Erasmus+-Projekt: SchülerInnen des NIGE erkunden Massentourismus in Spanien
Im Rahmen des von der Europäischen Union finanziell unterstützten Erasmus+-Programms nahmen 10 Schülerinnen und 3 Schüler des NIGE am bilateralen Projekttreffen in Torre-Pacheco, Spanien, teil. Begleitet wurden sie von Frau Herden und Herrn Apke. Das einjährige Projekt „Mass tourism: curse or blessing?“ beschäftigt sich mit den Auswirkungen des Massentourismus auf Umwelt, Gesellschaft und Stadtentwicklung.
Bereits vor der Reise begannen die SchülerInnen ihre Projektarbeit digital vorzubereiten. Sie machten sich mit verschiedenen Kommunikationsplattformen vertraut, knüpften erste Kontakte zu ihren spanischen Austauschpartnern, erstellten Vorstellungsvideos und recherchierten arbeitsteilig zu unterschiedlichen Aspekten des Massentourismus. Ihre Ergebnisse bereiteten sie auf Englisch auf.
In Torre-Pacheco präsentierten die SchülerInnen ihre vorbereiteten Recherchen und diskutierten gemeinsam mit Lehrern und Schülern der gastgebenden Schule.
Ein besonderes Highlight war die offizielle Begrüßung im Ratssaal der Stadt.

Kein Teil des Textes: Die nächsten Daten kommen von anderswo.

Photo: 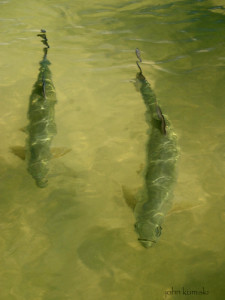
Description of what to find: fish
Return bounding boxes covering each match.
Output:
[135,48,142,62]
[125,52,178,248]
[11,29,70,188]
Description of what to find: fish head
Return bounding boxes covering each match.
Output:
[135,220,162,248]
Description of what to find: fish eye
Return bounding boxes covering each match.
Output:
[155,226,162,237]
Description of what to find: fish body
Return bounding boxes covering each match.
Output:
[134,72,178,248]
[26,34,57,188]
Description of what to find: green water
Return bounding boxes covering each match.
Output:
[0,0,225,300]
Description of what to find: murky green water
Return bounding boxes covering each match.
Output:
[0,0,225,300]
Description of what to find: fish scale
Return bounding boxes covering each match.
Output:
[134,53,178,248]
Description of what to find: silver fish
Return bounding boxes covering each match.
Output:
[134,55,178,248]
[26,30,57,188]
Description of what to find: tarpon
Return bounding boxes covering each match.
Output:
[11,29,68,188]
[123,49,178,248]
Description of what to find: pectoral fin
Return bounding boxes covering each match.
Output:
[122,185,138,210]
[10,146,26,160]
[51,147,72,158]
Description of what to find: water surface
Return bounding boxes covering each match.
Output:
[0,0,225,300]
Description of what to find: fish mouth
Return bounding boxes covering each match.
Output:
[138,238,156,248]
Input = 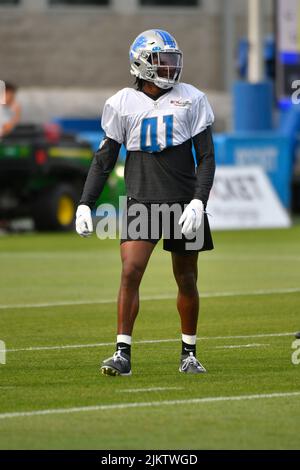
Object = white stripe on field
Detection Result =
[0,250,300,262]
[117,387,184,393]
[0,392,300,419]
[6,332,295,352]
[0,287,300,309]
[215,343,271,349]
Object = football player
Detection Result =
[76,29,215,376]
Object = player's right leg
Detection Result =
[101,240,155,376]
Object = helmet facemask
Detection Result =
[131,51,182,90]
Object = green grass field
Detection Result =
[0,225,300,449]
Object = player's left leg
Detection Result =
[172,252,206,373]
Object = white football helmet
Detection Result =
[129,29,182,90]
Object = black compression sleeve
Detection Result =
[193,127,216,207]
[79,138,121,209]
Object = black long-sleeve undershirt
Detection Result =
[79,138,121,209]
[193,127,216,206]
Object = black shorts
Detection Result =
[121,197,214,254]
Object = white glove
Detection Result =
[76,204,93,237]
[178,199,204,236]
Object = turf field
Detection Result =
[0,225,300,449]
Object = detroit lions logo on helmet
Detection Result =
[129,29,182,90]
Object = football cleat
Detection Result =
[101,350,131,376]
[179,352,206,374]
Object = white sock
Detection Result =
[182,334,197,346]
[117,335,131,345]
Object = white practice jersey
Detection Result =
[101,83,214,153]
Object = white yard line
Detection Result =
[0,287,300,310]
[0,250,300,262]
[6,332,295,352]
[0,392,300,420]
[215,343,271,349]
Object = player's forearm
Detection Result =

Neben einem herzlichen Empfang hatten die TeilnehmerInnen die Gelegenheit, mit dem Bürgermeister über die Bedeutung des Tourismus für Torre-Pacheco zu sprechen.
Im Anschluss erkundeten die SchülerInnen zusammen mit ihren spanischen Gastschülern das Stadtzentrum. In gemischt-nationalen Gruppen dokumentierten sie Sehenswürdigkeiten, touristische Angebote, öffentliche Plätze, Parks, Märkte und Hotels und erhielten so weiterführenden Informationen zu dem Projektthema. Die Ergebnisse hielten sie in einer Fotodokumentation fest – mit Titel, Ortsangabe und erklärenden Kommentaren.
In Cartagena setzten sich die Teilnehmenden mit urbanem Tourismus auseinander, besuchten touristische Hotspots und führten in gemischten Gruppen Umfragen unter Einheimischen und Besuchern durch.
Die gewonnenen Erkenntnisse wurden in Gruppen ausgewertet und digital festgehalten. Ein weiterer Schwerpunkt war die Erkundung der Küste von Cabo de Palos. Die SchülerInnen untersuchten die geographischen und räumlichen Veränderungen durch den Tourismus, verglichen aktuelle Küstenlinien mit historischen Aufnahmen und analysierten die zunehmende Urbanisierung sowie infrastrukturelle Veränderungen bei La Manga.
Auf dem Rückweg durch das Naturschutzgebiet Calblanque erhielten sie Einblicke in Konzepte des „sanften Tourismus“ und diskutierten alternative, nachhaltige Formen touristischer Nutzung.
Die Mobilität wurde abschließend durch ein interaktives Online-Seminar u.a. mit Studenten der Tourismusschule Murcia ergänzt. Nach einer Präsentation zur Situation des Tourismus am Beispiel der Landzunge La Manga bearbeiteten die SchülerInnen in Kleingruppen Aufgaben zum nachhaltigen Tourismus in der Region Murcia.
Alle Ergebnisse aus den Exkursionen und dem Online – Seminar wurden auf einem gemeinsamen Padlet gesammelt, zusammengetragen und kommentiert.
Am letzten Projekttag präsentierten die SchülerInnen ihre vorläufigen Ergebnisse und standen den teilnehmenden Schülern und Lehrern für Rückfragen zur Verfügung. Zum Abschluss stimmten sich alle Schüler und Schülerinnen gemeinsam mit dem Singen eines spanischen Weihnachtsliedes auf die Ferien und Festtage ein.
Die Begegnung in Spanien war für alle Beteiligten eine wertvolle Erfahrung: Sie bot nicht nur Einblicke in die gesellschaftlichen und ökologischen Herausforderungen des Massentourismus, sondern förderte auch interkulturelles Verständnis, Teamarbeit und sprachliche Kompetenzen. Das Projekt zeigt eindrucksvoll, wie Bildung, Forschung und kultureller Austausch Hand in Hand gehen können – und macht Lust auf die Fortsetzung im kommenden Jahr im Esens.